Foreigners often associate the Sami people with the northern regions of Norway. However, there are also Sami people in Trøndelag, the Southern Sami, who leave their mark on the community in which they live. There are not many places you can visit the Sami and gain a real insight into how they live and about the reindeer herding as a lifestyle. However, this is quite possible in Røros, Snåsa and Røyrvik, situated at the entrance to the Børgefjell National Park.
The family-based company Rørosrein is situated just outside the Røros town centre. There is a gåetie (traditional dwelling) where it’s possible to hold functions, as well as a farm shop. Visitors to Rørosrein can participate in reindeer sledding, lassoing and feeding the reindeer, all of which are unique and enjoyable activities. lining, which is both funny and different experiences. Another option is taking a reindeer for a walk.
The bilingual municipality of Snåsa in Nord-Trøndelag also has a significant proportion of Southern Sami. However, with a population of just over 2,000 people, we are still talking about relatively small numbers. Groups may visit the Southern Sami Museum and Cultural Centre, Saemien Sijte, year-round and learn about the history and culture of the Southern Sami. Snåsa is also a wonderful municipality for outdoor recreation with an average of one fishing lake per resident.
Destination Dærga, which is located in Røyrvik near the Børgefjell National Park, is a Southern Sami theme park showcasing the Sami’s use of natural resources, in part by following the eight seasons through a reindeer herding year. The centre also has a nature trail that highlights the Sami traditions and their use of natural resources.
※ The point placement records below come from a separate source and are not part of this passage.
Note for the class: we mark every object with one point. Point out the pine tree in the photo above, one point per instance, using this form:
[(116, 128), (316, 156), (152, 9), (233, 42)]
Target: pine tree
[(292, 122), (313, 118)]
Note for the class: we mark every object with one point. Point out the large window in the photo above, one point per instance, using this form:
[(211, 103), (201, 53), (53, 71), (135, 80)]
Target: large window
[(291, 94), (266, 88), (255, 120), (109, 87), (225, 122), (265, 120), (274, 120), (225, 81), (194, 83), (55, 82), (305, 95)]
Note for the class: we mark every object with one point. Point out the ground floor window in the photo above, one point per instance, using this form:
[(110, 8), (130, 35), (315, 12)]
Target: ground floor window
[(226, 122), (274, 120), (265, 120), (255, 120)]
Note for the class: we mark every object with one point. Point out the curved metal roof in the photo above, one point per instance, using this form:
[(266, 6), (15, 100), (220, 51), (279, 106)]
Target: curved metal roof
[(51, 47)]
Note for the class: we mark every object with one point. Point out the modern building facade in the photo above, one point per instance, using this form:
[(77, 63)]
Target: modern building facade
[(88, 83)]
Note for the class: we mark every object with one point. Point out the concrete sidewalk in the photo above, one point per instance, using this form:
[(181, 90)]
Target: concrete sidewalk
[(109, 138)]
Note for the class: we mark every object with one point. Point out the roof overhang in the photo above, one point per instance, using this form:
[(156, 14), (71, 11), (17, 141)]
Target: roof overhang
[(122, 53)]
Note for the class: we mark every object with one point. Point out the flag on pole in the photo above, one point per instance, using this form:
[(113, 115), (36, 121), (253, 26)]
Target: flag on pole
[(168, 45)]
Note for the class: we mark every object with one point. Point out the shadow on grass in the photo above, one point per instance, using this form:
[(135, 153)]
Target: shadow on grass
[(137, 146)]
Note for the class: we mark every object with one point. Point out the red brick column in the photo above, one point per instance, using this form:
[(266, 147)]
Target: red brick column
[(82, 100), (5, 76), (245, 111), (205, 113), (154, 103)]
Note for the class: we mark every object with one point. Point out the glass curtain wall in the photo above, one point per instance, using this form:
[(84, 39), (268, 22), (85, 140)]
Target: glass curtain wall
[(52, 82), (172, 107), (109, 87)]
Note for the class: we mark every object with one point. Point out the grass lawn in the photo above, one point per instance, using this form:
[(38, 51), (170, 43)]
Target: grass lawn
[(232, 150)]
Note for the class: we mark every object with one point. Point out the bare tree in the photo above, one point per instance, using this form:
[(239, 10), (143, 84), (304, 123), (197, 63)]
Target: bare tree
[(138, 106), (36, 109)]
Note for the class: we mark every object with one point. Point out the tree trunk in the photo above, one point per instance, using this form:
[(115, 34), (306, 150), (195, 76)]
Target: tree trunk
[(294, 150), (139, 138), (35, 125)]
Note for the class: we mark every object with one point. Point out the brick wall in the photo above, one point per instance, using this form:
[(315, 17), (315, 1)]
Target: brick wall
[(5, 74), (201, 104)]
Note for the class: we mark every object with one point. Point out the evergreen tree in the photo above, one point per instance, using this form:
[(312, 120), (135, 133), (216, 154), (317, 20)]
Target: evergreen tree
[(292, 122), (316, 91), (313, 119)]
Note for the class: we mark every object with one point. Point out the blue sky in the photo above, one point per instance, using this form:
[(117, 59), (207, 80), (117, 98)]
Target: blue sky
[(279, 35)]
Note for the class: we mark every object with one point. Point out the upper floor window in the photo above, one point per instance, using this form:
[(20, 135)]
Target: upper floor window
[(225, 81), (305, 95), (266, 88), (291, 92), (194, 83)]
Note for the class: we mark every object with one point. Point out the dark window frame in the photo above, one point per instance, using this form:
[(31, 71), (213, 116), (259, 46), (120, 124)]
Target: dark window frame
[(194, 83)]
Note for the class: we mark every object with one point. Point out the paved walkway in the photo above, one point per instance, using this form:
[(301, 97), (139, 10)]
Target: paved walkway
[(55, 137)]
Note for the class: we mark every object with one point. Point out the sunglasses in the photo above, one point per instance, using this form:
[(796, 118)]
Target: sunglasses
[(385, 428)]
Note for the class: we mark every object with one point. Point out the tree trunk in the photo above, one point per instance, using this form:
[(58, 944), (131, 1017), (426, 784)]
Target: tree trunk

You can find countless places in Trøndelag with an exciting history. Old monastery ruins testifying to monastic life as far back as the 13th century may be found on the island of Tautra on the Frosta peninsula and in Levanger. In Levanger monks of the Cistercian Order have returned and built a new monastery, where they now produce their famous Munkeby cheese. The new Tautra Mariakloster has been built not far from the original ruins on the island of Tautra and a group of nuns now lives here. This convent may be visited at set times. There is also a shop where the nuns sell their self-produced lotions, soaps and much more.
Austrått in Ørlandet is an old manor that has been the residence of many noblemen and noblewomen throughout history. Lady Ingerd, one of the foremost personalities in Norway during the Reformation, lived for a time at the manor. She lived anonymously until her husband died in 1523, but as a widow she was active as both a landowner and politician. Historians and dramatists have attached emphasis to the power game between Lady Ingerd and Archbishop Olav Engelbrektsson, who was situated at Steinvikholmen. Her fame was the inspiration for Henrik Ibsen’s famous play Lady Inger from Ostrat.
If you visit Bøla, on the road between Steinkjer and Snåsa, you can see the Bøla reindeer. The full-size rock carving of a reindeer is more than 6,000 years old and is regarded as one of the world’s most famous rock carvings. Carvings of reindeer, bears and a skier have also been found in the surrounding area.
Rock carvings that are 5,000-year-old have been found at Steinmohaugen near Hell in Stjørdal. Reindeer are among the subjects here too. The carvings at Steinmohaugen may have been an important place for people on their way between the summer reindeer grazing areas on the coast and the autumn areas in the mountains. Were the pictures show the way along the fjord and up the valley?
At Bardal in Sør-Beistad, not far from the Steinkjer town centre, you will find one of Trøndelag's largest collections of rock carvings. The 300 m² large rock surface contains more than 400 carvings, which depict everything from animals and humans to boats and tents. One of the most eye-catching is a whale that is more than six metres long. What is so special about Bardal is that the carvings date from both the Stone Age and the Bronze Age.